58

WE GET OUTSIDE AND she breaks for the Ringstrasse, pulling me behind her. We catch a cab and head for a section of town on the other side of the Wien-Fluss from Dog Storm Street; in the cab I’m breathing hard and feeling myself all pumped up. She’s looking out the window and then she’s looking at me from out of the dark of the backseat of the cab; we get to her place and she gets out. The door’s still open for me to climb out so I do. She pays the driver and off he goes; if I had plans to take the cab back to my flat, she clearly has other ideas. She hasn’t said a word in all this, she understands exactly what she wants, and what she wants is exactly what’s going to happen. She unlocks the door and we go up to her flat.

It’s a nice enough flat. In the light she unpins part of her hair, which is even redder and longer than it’s looked all night. “My name’s Megan,” she says, and begins to prepare tea. We’ll have little shortbreads too, I guess. “Banning Jainlight,” I tell her. “Make yourself at home, Banning Jainlight,” she says. She has a lovely little beestung mouth but other than that and the blizzard of freckles there’s nothing special about her face. From what I’ve seen so far nothing’s unnerved her in the least about the evening, she acts as though she manages her way through episodes like this all the time. She’s twenty-four years old and, more than once in our short lifetime together, the four years difference will feel profound.

We sit on a little sofa in the corner of the flat, something she finds cozy and I find like trying to cram myself into a doll’s house. We talk about this and that, the woman’s pulled me out of a tough spot; it would be rude of me just to get up and leave, wouldn’t it? Her father runs some sort of shipping empire out of London or something. I gather he owns half the boats on water these days, though in no way is she making a big thing of it. Somehow she’s totally in charge without seeming the least bit overbearing. I tell her I’m a writer but I suppose it’s clear I don’t want to go into it, what I write or for whom I write. She doesn’t press the matter at all, she’ll toss a line out if I want to bite, and if I don’t she reels it back in empty. “And what am I going to do with you now, Banning Jainlight?” she says.

“Do with me?” I say.

It’s not my fault, it’s seduction pure and simple. She’s brilliant at it, always giving just what I can handle at the moment, in fact giving just a little less than I can handle if you want to know the truth. I … I never forget you, though. I always have you in my mind, when she’s got her hands in my hair and her full little mouth on my face, you’re still there, though I’ve never seen your face so well in the shadows, and some time’s passed now since I saw you there in that window. My brain grasps for an image of you, and all it retrieves is your pink body in the black petals on my bed; and I try to hold that when she unbuttons her clothes.
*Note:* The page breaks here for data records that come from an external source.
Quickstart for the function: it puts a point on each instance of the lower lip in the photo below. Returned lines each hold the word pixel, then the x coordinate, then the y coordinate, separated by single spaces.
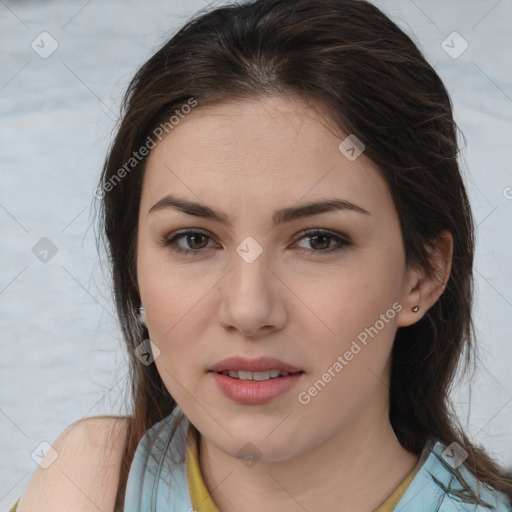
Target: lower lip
pixel 251 392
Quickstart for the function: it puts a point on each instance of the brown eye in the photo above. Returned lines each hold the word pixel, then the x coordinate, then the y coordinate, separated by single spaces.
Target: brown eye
pixel 187 242
pixel 324 241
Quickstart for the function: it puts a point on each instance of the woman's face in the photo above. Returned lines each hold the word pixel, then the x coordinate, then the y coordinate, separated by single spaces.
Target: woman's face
pixel 260 281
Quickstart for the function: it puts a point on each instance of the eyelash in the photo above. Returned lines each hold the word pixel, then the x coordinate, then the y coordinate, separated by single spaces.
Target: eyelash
pixel 171 241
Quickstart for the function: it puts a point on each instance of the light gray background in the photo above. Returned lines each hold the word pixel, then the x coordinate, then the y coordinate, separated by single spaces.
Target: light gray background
pixel 62 355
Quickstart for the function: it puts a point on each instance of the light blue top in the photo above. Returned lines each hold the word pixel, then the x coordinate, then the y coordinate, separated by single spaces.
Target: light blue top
pixel 157 483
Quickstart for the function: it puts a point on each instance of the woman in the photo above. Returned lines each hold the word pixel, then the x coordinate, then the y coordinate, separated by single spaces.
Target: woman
pixel 288 225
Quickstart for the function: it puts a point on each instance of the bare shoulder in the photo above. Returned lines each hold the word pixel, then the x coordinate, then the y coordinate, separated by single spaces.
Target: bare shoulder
pixel 84 474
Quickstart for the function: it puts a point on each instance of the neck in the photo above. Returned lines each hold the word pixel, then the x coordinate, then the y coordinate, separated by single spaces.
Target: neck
pixel 358 468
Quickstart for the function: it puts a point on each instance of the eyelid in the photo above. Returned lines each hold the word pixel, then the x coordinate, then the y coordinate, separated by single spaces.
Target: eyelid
pixel 342 240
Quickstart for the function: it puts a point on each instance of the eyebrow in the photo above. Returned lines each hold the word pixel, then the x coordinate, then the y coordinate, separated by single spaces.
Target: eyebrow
pixel 278 217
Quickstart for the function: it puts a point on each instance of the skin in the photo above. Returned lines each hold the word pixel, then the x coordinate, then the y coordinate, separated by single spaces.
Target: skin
pixel 248 158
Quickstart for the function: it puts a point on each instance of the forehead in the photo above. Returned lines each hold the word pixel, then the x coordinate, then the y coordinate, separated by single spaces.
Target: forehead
pixel 259 153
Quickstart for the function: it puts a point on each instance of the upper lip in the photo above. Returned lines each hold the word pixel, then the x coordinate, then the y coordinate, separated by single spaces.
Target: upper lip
pixel 254 365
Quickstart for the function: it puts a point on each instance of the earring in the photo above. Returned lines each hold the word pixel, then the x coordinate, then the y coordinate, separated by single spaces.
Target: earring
pixel 142 315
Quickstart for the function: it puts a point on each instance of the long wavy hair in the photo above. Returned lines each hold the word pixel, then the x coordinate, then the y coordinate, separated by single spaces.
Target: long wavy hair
pixel 375 83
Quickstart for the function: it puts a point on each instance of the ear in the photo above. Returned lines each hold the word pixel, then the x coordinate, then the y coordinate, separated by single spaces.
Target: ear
pixel 423 290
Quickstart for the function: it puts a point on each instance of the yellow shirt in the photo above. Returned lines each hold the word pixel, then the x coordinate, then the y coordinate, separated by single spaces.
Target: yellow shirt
pixel 202 501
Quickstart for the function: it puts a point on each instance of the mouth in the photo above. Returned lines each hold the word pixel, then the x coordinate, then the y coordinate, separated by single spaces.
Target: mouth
pixel 257 376
pixel 260 369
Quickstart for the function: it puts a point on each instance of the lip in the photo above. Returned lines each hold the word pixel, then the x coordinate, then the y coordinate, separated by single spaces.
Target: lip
pixel 253 392
pixel 254 365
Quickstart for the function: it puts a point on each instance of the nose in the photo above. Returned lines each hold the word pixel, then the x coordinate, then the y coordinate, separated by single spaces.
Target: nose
pixel 253 301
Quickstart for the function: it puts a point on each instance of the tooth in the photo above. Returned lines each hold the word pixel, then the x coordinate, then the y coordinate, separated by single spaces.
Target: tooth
pixel 261 375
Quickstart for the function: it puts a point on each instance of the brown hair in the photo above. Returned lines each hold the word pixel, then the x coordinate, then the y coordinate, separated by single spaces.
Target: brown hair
pixel 375 83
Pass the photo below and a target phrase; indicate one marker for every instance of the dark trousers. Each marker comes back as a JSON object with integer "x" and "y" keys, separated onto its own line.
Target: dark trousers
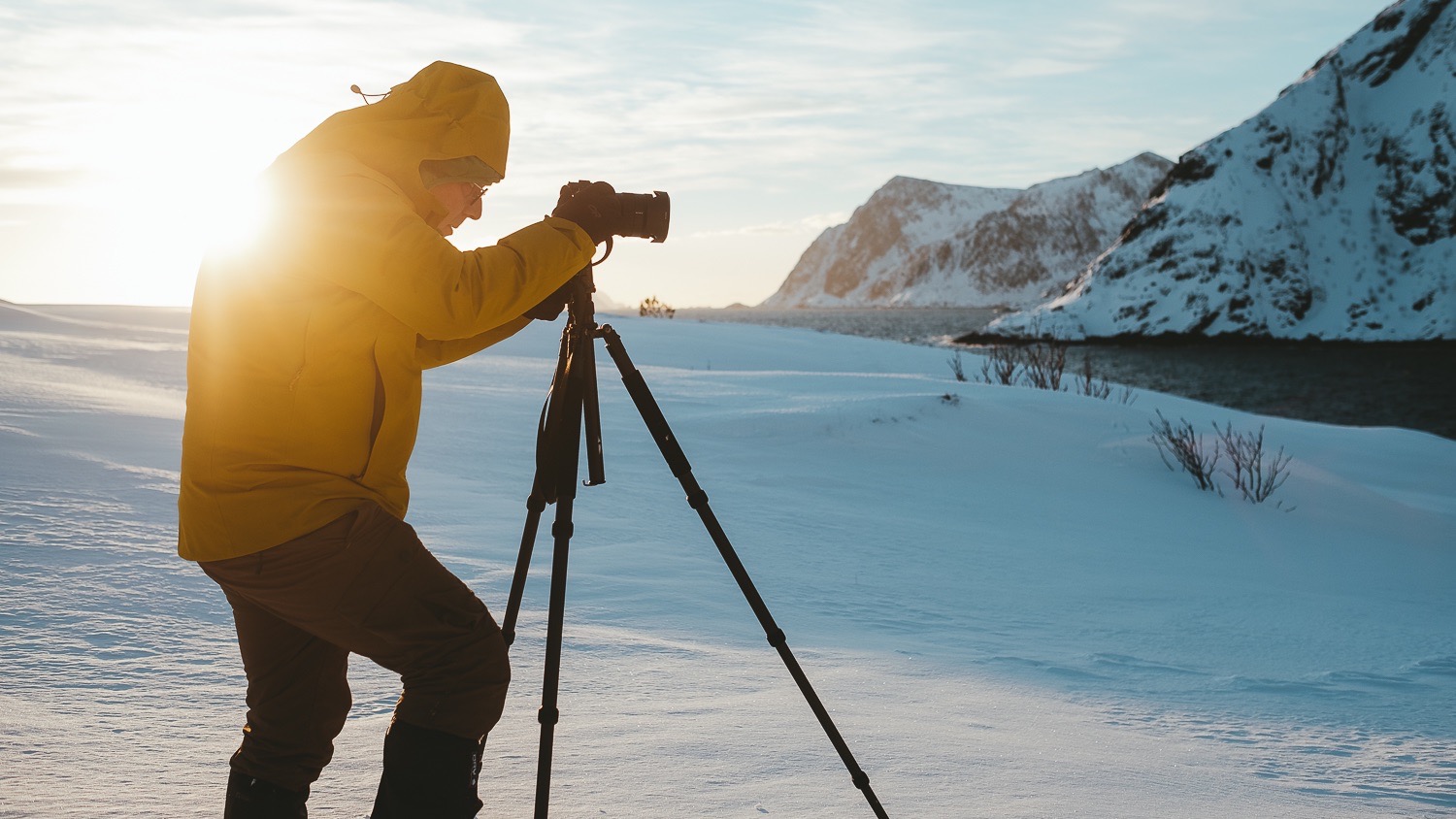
{"x": 364, "y": 585}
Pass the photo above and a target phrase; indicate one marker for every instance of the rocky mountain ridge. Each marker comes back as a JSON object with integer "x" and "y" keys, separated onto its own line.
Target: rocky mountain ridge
{"x": 1328, "y": 215}
{"x": 917, "y": 244}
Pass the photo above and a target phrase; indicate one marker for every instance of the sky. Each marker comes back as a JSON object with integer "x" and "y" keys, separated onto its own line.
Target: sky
{"x": 130, "y": 133}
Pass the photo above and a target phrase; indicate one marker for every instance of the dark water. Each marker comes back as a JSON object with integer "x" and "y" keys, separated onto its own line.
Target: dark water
{"x": 1401, "y": 384}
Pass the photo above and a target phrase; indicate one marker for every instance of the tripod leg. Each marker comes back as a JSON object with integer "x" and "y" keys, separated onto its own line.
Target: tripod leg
{"x": 547, "y": 437}
{"x": 565, "y": 452}
{"x": 698, "y": 499}
{"x": 535, "y": 505}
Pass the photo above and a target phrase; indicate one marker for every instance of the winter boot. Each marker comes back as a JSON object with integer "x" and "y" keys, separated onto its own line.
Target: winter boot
{"x": 428, "y": 774}
{"x": 255, "y": 799}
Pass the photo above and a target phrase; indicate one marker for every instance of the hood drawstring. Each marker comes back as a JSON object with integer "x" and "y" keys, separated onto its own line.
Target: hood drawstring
{"x": 355, "y": 89}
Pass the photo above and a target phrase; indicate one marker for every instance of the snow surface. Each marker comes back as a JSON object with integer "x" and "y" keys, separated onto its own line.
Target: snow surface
{"x": 1007, "y": 600}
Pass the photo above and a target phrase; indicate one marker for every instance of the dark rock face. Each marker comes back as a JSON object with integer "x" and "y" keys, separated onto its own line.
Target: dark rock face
{"x": 1331, "y": 214}
{"x": 919, "y": 244}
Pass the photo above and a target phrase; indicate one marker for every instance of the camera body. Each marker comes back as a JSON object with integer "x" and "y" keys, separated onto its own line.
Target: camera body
{"x": 644, "y": 215}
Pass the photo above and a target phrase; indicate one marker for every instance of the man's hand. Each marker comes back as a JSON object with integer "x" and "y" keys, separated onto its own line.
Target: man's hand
{"x": 594, "y": 207}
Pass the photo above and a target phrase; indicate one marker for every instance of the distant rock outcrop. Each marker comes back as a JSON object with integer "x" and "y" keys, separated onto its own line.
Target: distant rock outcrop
{"x": 919, "y": 244}
{"x": 1330, "y": 215}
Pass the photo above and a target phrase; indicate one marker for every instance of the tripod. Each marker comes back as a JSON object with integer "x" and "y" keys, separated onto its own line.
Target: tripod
{"x": 573, "y": 405}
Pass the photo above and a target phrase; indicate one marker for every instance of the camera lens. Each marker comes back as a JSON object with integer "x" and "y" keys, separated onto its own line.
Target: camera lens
{"x": 645, "y": 215}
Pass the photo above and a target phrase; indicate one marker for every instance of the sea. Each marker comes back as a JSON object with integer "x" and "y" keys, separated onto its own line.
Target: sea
{"x": 1354, "y": 384}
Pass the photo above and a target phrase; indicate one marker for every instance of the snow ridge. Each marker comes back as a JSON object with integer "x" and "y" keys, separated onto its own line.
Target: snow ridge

Her breasts float up enormous and white, I must look completely stunned because she laughs. “Now come on,” she jokes, “I just know they’re not too much for you.” And in that instant it’s all I can see, whatever else I want to see, whatever else the mind’s eye searches for; I’m lying back in this ridiculous little sofa and soon she’s straddling me and rocking back and forth. I’m so far up in her I can feel the tip of me tickling the underside of her heart. “Oh love love love love,” she moans.
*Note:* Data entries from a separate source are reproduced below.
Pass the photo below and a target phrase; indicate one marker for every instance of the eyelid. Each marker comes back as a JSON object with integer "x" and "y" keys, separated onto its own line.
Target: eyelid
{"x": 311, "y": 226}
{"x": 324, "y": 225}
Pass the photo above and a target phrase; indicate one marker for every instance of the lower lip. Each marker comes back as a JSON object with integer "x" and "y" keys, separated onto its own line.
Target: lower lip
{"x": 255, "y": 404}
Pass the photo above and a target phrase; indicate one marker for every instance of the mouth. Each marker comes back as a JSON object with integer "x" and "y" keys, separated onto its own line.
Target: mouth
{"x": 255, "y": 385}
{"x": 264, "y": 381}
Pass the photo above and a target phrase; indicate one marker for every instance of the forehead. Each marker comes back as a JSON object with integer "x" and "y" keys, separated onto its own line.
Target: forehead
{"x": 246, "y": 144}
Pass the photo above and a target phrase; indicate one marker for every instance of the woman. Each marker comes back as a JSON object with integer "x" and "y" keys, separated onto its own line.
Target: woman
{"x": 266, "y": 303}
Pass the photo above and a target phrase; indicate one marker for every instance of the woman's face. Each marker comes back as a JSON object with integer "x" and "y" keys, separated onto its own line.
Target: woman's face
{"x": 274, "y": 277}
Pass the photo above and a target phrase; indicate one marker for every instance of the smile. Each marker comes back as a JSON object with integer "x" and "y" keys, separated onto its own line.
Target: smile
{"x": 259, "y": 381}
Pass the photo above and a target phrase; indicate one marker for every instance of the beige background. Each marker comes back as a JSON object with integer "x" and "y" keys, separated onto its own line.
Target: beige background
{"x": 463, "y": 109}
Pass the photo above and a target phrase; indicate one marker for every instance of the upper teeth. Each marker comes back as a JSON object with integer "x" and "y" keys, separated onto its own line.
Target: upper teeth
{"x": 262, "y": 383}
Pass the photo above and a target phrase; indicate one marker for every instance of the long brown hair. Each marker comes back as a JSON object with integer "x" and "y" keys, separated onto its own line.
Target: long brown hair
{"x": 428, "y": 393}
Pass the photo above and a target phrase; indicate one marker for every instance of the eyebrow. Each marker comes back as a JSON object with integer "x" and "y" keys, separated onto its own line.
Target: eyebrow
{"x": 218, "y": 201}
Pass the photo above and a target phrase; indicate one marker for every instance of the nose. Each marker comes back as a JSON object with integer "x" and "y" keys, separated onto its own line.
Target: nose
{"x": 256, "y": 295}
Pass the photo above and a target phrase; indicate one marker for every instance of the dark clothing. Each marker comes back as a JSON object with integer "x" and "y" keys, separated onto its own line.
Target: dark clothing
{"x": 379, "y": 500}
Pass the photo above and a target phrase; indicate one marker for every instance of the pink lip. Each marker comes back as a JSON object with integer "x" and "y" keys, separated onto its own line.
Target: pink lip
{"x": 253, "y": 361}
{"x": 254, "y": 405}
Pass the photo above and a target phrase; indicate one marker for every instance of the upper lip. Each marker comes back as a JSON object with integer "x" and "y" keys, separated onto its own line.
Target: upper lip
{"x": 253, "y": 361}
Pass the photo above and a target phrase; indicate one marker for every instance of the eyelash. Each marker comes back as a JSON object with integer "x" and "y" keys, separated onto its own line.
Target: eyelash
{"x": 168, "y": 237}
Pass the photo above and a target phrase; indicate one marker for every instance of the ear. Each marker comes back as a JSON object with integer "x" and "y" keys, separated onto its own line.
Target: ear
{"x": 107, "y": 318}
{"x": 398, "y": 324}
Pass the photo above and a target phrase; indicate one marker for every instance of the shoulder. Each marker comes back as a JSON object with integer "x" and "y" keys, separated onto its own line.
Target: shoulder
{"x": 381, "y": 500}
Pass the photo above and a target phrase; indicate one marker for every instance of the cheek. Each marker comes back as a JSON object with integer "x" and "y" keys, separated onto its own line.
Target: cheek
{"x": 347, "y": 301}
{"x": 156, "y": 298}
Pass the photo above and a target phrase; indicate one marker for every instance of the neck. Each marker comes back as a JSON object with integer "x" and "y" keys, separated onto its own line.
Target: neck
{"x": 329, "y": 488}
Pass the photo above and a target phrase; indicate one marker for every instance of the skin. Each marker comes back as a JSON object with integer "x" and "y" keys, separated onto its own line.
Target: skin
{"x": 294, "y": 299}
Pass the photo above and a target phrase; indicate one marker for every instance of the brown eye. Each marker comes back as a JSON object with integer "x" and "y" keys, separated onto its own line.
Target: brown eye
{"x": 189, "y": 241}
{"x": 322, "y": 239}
And when I come into her, it’s then of course you come over me. You and I know it’s infidelity. There in the little sofa with her slumped over me I can hold grief and torment at bay only so long; when I feel her asleep I move her, pick her up and put her in her bed. She whispers in her red hair; I like her. I haven’t even begun to know what she’s worth. Ten weeks from now I’ll marry her, though at this moment it doesn’t remotely occur to me I’ll even see her again. I escape in anonymity. I return to Dog Storm Street, when I come into my room I’m sure you can smell her on me. The first thing I do when you come to me is trace with my finger your face so that never again will it defy my reach. Your banal mud brown eyes and your dirty blond hair, and in the corner of your mouth, for the first time it’s clear to me, the scar where you were struck by the rock that first day I saw you. It’s small and white, and sparkles like a diamond in your tooth. I open you beneath me and expect your reproach, but you’re happy. You already know that the seed left in the folds of a little English redhead has sanctioned that love in a way you would never choose: I would rather, you say when the window blows violently open, be your adulteress than your wife, it makes me fuck you ferociously. I would rather, you say as the window bangs open and shut, hold the part of your love that’s clandestine and damned, it’s what you created me for.

I deny it completely, my lie to you.

“Is there someone else?” Megan asks me later. Not at all, I answer, my lie to her.